Amy took the hand that was offered and dragged herself up. “First thing you have to do anyway is tell Jake. Just do that and go from there.”

Amy took a deep breath. “Yeah. I guess you’re right.”

“Cool. I’ll tell Holt you’re taking a sick day.”

Amy didn’t even try to argue. She had at least six months of them saved up.

Rosa turned to leave but stopped when Amy said her name. Bad move. Amy pulled her into a huge before she could react.

“Thank you. You’re a good friend.”

“You’re welcome,” Rosa found herself saying without a hint of her usual sarcasm. 

Super weird day.

She heard the speed-dial on Amy’s phone blip as she left the bathroom.
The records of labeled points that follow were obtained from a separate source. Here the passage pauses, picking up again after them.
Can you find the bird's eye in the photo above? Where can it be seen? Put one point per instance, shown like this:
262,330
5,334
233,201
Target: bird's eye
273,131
“Jake? Yeah, I’m okay. Sorry. Listen, can you come downstairs? I need to talk to you about something.”

 

_ Fin _

**Author's Note:**

> I wrote this at the request of a friend who picked an h/c prompt from a list and said she wanted it to be about Amy and Rosa. So yeah. I don't think it's particularly ground-breaking or new and fresh or anything but it's what came to me. So. I hope you enjoyed it. I had fun writing it! Title comes from the Coldplay song I was listening to while I was writing it.